Senon entrou na sala de jantar com um largo sorriso, colocando um grande buquê de flores e uma redoma de vidro sobre a mesa de Eileen.
— São presentes de Sua Graça.
O aroma refrescante das flores ajudou Eileen a voltar aos sentidos. Ela estendeu a mão para tocar suavemente as pétalas antes de voltar sua atenção para a redoma de vidro.
Dentro do estojo elegante, de aparência antiga, havia uma grande pena dourada. Embora não soubesse seu significado, a beleza requintada indicava que se tratava de algo extremamente valioso.
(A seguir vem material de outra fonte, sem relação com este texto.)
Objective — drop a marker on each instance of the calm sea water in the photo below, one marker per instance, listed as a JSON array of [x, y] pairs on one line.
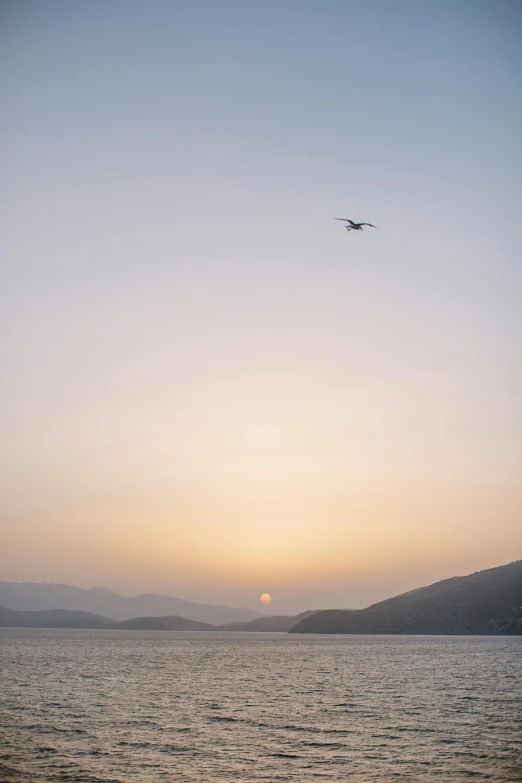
[[100, 706]]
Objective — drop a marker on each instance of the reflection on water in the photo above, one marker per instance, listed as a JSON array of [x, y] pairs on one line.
[[100, 706]]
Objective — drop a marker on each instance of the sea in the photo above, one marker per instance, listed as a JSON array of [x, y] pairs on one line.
[[153, 707]]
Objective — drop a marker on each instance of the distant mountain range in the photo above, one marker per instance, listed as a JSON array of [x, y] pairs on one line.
[[67, 618], [31, 596], [486, 602]]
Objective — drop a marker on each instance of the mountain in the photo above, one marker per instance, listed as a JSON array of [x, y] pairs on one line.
[[486, 602], [66, 618], [170, 623], [276, 623], [52, 618], [32, 596]]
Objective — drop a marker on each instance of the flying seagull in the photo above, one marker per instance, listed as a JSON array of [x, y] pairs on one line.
[[355, 226]]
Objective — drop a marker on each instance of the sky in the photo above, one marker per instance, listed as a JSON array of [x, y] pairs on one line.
[[210, 389]]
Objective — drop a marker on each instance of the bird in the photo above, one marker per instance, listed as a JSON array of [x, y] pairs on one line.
[[356, 226]]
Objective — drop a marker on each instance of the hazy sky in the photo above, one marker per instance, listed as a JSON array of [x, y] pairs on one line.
[[210, 388]]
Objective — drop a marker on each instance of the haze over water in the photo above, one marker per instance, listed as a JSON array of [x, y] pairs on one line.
[[212, 390]]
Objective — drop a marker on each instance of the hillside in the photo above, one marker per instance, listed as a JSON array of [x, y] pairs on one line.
[[486, 602], [169, 623], [32, 596], [52, 618], [64, 618], [269, 624]]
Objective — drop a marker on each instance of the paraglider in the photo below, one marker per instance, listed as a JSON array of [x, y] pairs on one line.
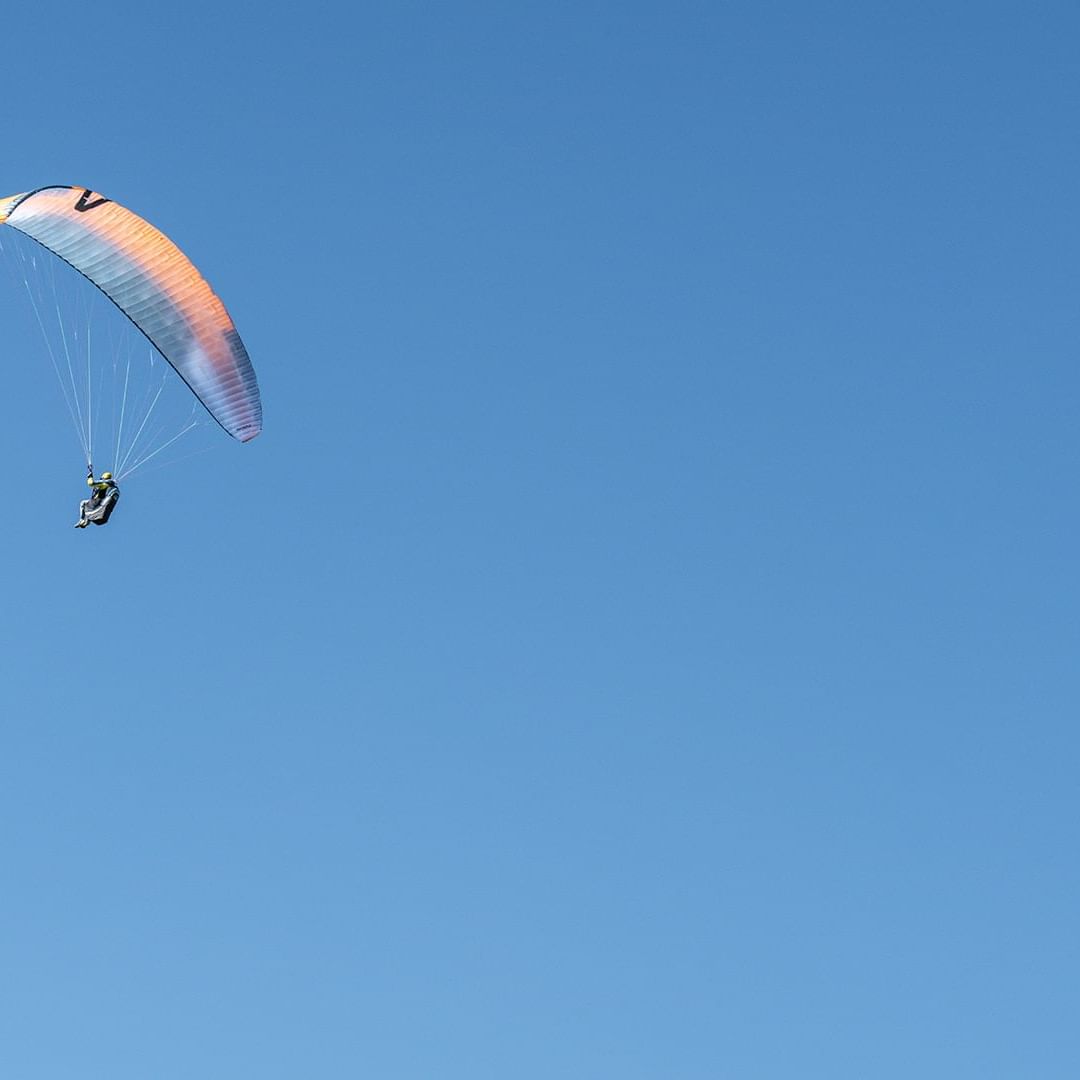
[[158, 288], [98, 508]]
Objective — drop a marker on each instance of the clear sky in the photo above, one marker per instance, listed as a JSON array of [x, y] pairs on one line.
[[643, 643]]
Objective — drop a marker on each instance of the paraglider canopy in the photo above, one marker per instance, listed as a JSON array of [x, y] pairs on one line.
[[156, 285]]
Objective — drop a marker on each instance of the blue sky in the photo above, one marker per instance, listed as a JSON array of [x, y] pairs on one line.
[[643, 642]]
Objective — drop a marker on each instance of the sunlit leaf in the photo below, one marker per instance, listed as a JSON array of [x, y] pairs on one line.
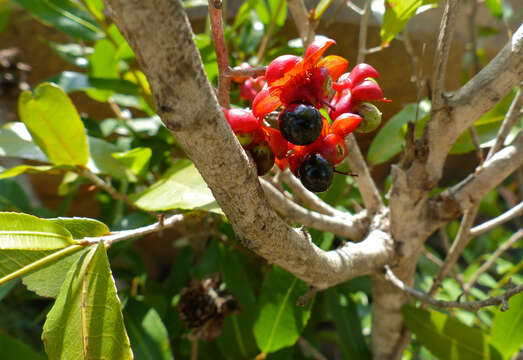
[[280, 321], [446, 337], [86, 319], [182, 187], [54, 124]]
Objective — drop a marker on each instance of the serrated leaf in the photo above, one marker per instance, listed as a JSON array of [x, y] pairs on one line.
[[397, 14], [137, 160], [446, 337], [15, 349], [182, 187], [30, 169], [280, 321], [26, 232], [148, 335], [507, 327], [86, 320], [47, 280], [389, 141], [82, 227], [348, 325], [65, 16], [54, 124], [16, 141]]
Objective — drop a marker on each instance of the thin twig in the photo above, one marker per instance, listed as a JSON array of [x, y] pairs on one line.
[[499, 251], [501, 219], [509, 121], [268, 34], [369, 191], [472, 306], [252, 72], [224, 82], [362, 39], [459, 244], [447, 27], [141, 231]]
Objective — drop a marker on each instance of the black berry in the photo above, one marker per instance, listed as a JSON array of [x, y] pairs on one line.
[[300, 124], [263, 158], [316, 173]]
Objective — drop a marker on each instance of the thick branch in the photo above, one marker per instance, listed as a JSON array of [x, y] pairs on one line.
[[351, 227], [459, 110], [161, 37], [472, 306], [468, 192]]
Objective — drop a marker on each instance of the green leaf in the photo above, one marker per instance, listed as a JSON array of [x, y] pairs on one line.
[[182, 187], [71, 81], [397, 14], [137, 160], [86, 320], [507, 327], [29, 169], [16, 141], [65, 16], [321, 7], [148, 335], [389, 141], [27, 232], [54, 124], [82, 227], [74, 53], [15, 349], [103, 63], [348, 324], [48, 279], [280, 321], [446, 337]]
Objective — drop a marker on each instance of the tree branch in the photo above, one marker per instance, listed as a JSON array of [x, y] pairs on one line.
[[351, 227], [369, 191], [224, 82], [501, 219], [499, 251], [472, 306], [455, 112], [161, 37], [468, 192]]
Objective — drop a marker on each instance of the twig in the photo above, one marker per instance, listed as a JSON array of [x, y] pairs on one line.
[[224, 82], [351, 227], [461, 241], [354, 7], [368, 189], [253, 72], [509, 121], [472, 306], [268, 34], [447, 27], [308, 198], [499, 251], [301, 20], [362, 39], [144, 230], [310, 350], [501, 219]]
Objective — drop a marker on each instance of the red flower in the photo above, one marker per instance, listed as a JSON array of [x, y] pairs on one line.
[[293, 79]]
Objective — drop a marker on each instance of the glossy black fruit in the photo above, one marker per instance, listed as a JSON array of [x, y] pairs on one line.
[[316, 173], [263, 158], [300, 124]]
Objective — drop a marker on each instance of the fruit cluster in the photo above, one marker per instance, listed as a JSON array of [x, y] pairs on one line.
[[306, 141]]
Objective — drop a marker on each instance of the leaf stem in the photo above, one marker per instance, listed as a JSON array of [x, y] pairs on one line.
[[45, 260]]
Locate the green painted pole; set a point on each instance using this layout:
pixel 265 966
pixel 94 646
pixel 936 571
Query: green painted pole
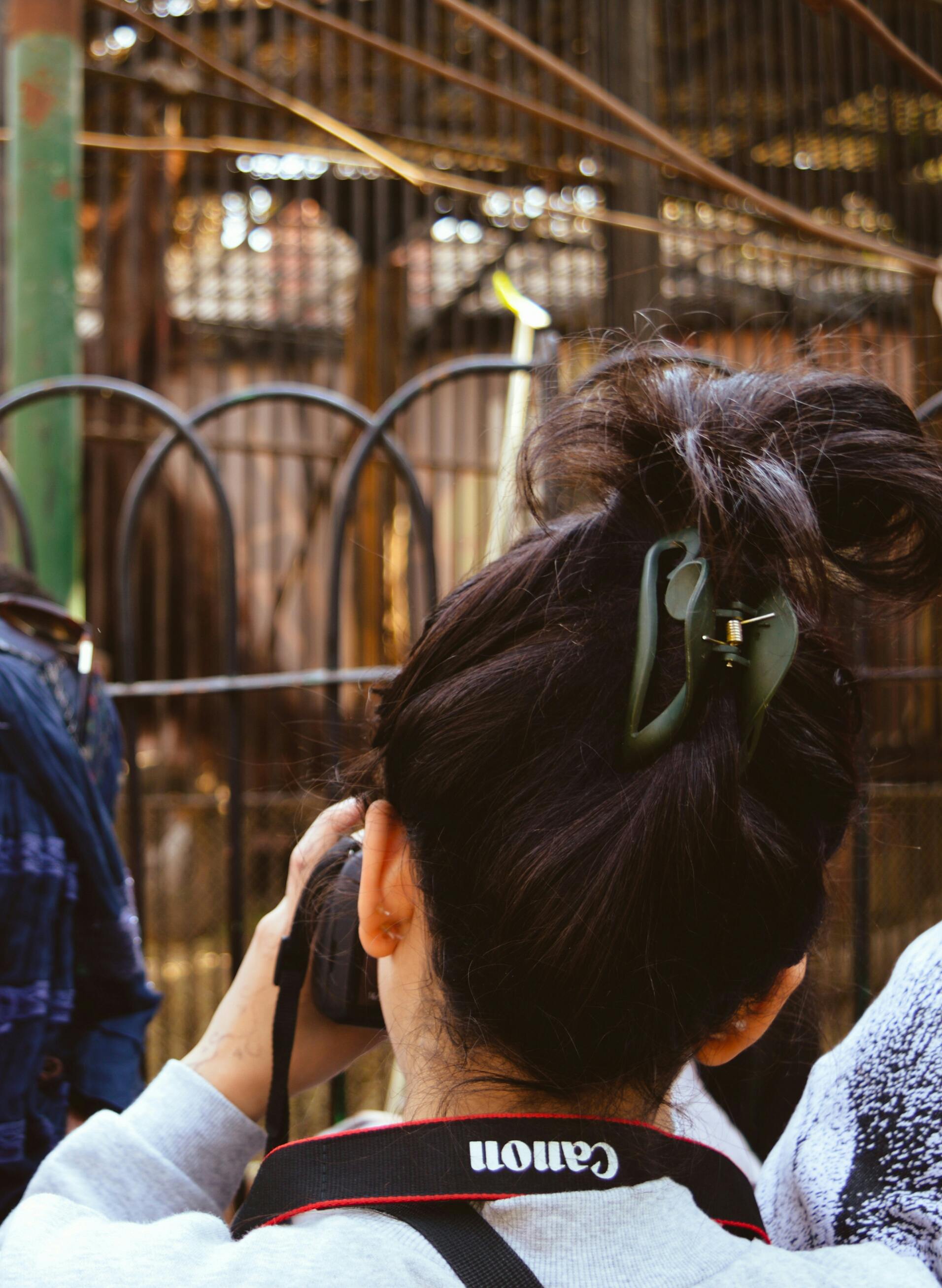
pixel 44 102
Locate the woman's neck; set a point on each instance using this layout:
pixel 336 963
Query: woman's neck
pixel 486 1091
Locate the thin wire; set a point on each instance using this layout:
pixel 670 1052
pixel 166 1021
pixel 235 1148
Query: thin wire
pixel 706 170
pixel 420 175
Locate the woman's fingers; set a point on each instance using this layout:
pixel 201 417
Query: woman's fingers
pixel 325 831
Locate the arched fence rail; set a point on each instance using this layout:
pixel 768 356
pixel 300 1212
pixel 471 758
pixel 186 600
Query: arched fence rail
pixel 374 435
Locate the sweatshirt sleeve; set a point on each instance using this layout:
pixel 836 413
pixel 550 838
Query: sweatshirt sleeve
pixel 861 1159
pixel 142 1190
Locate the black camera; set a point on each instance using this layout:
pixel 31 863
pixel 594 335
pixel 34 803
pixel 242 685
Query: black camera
pixel 343 978
pixel 325 934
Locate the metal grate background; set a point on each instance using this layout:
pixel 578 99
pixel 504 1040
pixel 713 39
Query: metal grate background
pixel 252 248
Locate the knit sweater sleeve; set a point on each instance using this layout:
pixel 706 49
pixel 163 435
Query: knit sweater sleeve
pixel 154 1179
pixel 861 1159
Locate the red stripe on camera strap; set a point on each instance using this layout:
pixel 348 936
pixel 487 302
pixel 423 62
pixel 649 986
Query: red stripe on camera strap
pixel 445 1162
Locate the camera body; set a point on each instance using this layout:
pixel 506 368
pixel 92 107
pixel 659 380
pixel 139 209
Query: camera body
pixel 343 978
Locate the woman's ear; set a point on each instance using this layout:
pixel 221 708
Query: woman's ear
pixel 387 892
pixel 752 1020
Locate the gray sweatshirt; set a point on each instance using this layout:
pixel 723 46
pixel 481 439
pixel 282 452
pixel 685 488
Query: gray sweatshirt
pixel 137 1198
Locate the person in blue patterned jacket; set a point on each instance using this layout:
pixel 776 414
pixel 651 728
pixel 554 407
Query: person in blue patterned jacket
pixel 75 1001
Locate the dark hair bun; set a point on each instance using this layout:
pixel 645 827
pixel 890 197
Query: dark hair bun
pixel 808 477
pixel 593 924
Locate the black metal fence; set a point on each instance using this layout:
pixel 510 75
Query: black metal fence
pixel 890 874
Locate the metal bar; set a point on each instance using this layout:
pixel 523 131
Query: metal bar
pixel 43 186
pixel 892 673
pixel 432 66
pixel 706 170
pixel 418 174
pixel 861 914
pixel 128 527
pixel 257 85
pixel 252 683
pixel 399 402
pixel 9 486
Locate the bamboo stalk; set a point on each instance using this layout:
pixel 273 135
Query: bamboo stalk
pixel 478 84
pixel 424 177
pixel 880 34
pixel 706 170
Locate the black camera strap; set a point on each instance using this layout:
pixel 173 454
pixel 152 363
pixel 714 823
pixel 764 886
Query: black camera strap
pixel 430 1173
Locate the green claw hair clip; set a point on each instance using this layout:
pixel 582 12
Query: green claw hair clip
pixel 759 657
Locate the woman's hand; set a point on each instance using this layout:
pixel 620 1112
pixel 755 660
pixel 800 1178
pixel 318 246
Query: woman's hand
pixel 235 1052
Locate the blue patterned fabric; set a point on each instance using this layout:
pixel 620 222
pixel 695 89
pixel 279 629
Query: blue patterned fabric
pixel 74 997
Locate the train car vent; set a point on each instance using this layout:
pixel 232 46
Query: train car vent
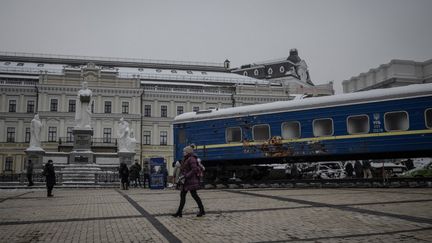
pixel 203 111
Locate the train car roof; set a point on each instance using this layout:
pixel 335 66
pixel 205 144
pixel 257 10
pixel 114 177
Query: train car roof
pixel 376 95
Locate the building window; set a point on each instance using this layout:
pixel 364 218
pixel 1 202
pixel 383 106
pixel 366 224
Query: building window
pixel 270 71
pixel 233 135
pixel 180 110
pixel 396 121
pixel 164 111
pixel 30 106
pixel 69 134
pixel 107 106
pixel 8 164
pixel 181 136
pixel 323 127
pixel 358 124
pixel 10 136
pixel 27 136
pixel 261 132
pixel 54 105
pixel 125 107
pixel 72 105
pixel 146 137
pixel 52 134
pixel 291 130
pixel 107 135
pixel 147 110
pixel 164 136
pixel 12 105
pixel 428 118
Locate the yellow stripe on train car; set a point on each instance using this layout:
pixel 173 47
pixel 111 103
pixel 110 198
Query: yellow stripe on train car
pixel 297 140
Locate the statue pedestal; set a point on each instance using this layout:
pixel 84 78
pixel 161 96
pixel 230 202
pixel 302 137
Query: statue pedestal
pixel 36 156
pixel 81 153
pixel 126 157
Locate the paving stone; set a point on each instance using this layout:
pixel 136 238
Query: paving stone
pixel 233 215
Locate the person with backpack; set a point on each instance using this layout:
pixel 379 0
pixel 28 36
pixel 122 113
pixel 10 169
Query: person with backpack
pixel 189 170
pixel 49 173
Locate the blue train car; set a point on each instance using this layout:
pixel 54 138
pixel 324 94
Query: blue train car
pixel 382 123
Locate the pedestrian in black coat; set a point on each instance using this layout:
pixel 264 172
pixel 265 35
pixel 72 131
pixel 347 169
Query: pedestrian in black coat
pixel 29 173
pixel 349 169
pixel 49 174
pixel 358 169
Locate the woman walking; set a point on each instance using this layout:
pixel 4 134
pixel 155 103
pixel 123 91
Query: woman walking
pixel 189 171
— Sua Graça também mencionou que deseja comercializar o medicamento que você desenvolveu, então trouxe os documentos legais correspondentes…
O olhar de Eileen permaneceu fixo na pena dourada quando ela perguntou subitamente :
— Ele foi executado?
Era uma pergunta abrupta, não provocada pela apresentação de Senon, mas ele respondeu sem hesitar.
— Ainda não.
Senon observou Eileen atentamente, percebendo o esforço contido para manter uma expressão neutra.
— Você deseja que ele viva? — perguntou, como se apenas as palavras dela pudessem decidir o destino.
— Não, não é isso…
O peso em sua voz era difícil de esconder. Eileen olhou diretamente para Senon, que piscou rapidamente sob seu olhar intenso. Finalmente, ela admitiu o fardo que carregava.
— É só que eu não sei de nada… Perguntei porque queria saber.